14歳以上の毛巣瘻患者をシステマティックレビューで無作為抽出
レビュー・解析対象の無作為化試験は、コクラン比較試験レジスタ、コクラン創傷群レジスタ、Medline(1950~2007)、Embase、CINAHL文献データベースから抽出され、14歳以上の毛巣瘻患者で、外科的療法を受けた者が無作為抽出された。
主要評価項目は、開放ドレナージ療法と一次創閉鎖療法のそれぞれについて、治癒に要した日数、手術部位感染症発症率および再発率。二次評価項目は、社会復帰に要した日数、合併症およびその罹病率、コスト、入院期間、創傷癒合率。また、閉鎖療法が選択された症例では、正中閉鎖と側方閉鎖のどちらが最適かを比較検討した。
一次閉鎖術は治癒は早いが高い再発率が代償となる
本研究には18の治験(n=1,573)が選択された。開放ドレナージと一次閉鎖術の比較が行われたのは、このうち12治験。
治癒に要した期間は一次閉鎖術のほうが短かった。手術部位の感染症発生率に差はなかったが、再発率は開放ドレナージのほうが低かった(0.66、95%信頼区間:0.42~0.26)。なお14例で、再発予防のため開放ドレナージが行われた。
外科的縫合手技(正中閉鎖と側方閉鎖)の比較は6治験対象で行った。その結果、正中閉鎖は側方閉鎖より治癒に要する期間が長いこと(平均差5.4日、95%信頼区間:2.3~8.5)に加えて、感染率も高く(相対危険度4.70、95%信頼区間:1.93~11.45)、再発リスクも高かった(ピート・オッズ比:4.95、95%信頼区間:2.18~11.24)。9例は手術部位感染症予防のために側切開の手技が行われ、さらに11例が再発予防の治療が必要とされた。

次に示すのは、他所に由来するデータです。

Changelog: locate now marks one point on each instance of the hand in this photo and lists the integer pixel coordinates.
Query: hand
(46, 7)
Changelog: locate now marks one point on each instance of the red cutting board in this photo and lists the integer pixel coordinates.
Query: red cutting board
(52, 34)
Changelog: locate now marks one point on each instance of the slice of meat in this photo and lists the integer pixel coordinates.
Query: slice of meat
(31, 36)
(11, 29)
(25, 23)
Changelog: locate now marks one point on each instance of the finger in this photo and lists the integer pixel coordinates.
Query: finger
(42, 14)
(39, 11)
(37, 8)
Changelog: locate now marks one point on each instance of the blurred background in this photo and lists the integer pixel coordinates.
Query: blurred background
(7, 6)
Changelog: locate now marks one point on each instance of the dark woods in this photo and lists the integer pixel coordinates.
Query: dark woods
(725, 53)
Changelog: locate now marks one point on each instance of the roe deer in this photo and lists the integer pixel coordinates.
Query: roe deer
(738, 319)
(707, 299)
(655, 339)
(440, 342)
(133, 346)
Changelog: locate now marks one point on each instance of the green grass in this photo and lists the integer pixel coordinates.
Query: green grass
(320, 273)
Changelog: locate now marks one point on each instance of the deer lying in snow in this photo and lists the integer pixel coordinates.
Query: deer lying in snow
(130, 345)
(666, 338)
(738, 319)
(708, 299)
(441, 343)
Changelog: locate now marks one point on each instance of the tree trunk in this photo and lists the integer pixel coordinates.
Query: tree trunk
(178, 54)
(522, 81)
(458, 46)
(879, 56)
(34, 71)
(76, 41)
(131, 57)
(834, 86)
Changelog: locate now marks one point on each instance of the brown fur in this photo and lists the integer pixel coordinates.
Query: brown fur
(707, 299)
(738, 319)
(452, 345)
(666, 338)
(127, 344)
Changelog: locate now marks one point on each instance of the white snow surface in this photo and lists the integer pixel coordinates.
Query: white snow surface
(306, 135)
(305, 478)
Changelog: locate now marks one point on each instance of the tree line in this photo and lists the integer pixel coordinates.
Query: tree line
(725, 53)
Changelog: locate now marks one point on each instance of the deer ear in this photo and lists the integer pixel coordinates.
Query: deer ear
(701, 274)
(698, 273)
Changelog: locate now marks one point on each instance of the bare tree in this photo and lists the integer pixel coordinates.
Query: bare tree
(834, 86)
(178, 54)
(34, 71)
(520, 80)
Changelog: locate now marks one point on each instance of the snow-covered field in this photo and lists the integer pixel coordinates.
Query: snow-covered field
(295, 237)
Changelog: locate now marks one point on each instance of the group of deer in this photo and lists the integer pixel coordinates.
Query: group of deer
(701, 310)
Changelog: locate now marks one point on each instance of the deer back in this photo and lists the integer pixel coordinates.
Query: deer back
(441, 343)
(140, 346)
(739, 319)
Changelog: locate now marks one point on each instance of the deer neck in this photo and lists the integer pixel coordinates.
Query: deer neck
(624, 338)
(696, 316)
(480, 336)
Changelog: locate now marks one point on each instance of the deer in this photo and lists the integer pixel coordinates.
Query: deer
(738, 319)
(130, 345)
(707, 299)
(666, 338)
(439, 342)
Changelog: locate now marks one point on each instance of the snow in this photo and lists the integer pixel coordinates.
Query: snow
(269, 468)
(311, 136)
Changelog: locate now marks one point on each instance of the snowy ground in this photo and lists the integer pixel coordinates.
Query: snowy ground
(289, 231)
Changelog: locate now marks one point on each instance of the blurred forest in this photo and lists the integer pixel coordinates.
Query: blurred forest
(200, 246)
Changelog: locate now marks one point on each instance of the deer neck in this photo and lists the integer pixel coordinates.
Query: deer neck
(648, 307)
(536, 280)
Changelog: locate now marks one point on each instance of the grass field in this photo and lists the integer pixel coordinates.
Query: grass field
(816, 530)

これらからMcCallum氏は、「開放ドレナージより一次閉鎖術のほうが短期間に治癒する。しかし再発リスクの増加は避けられない」とし、また「正中閉鎖よりも側方閉鎖のほうが優位なのは明らかだ。毛巣瘻治療で外科的オプションが適当と思われる場合は、側方閉鎖を標準治療とすべき」とまとめている。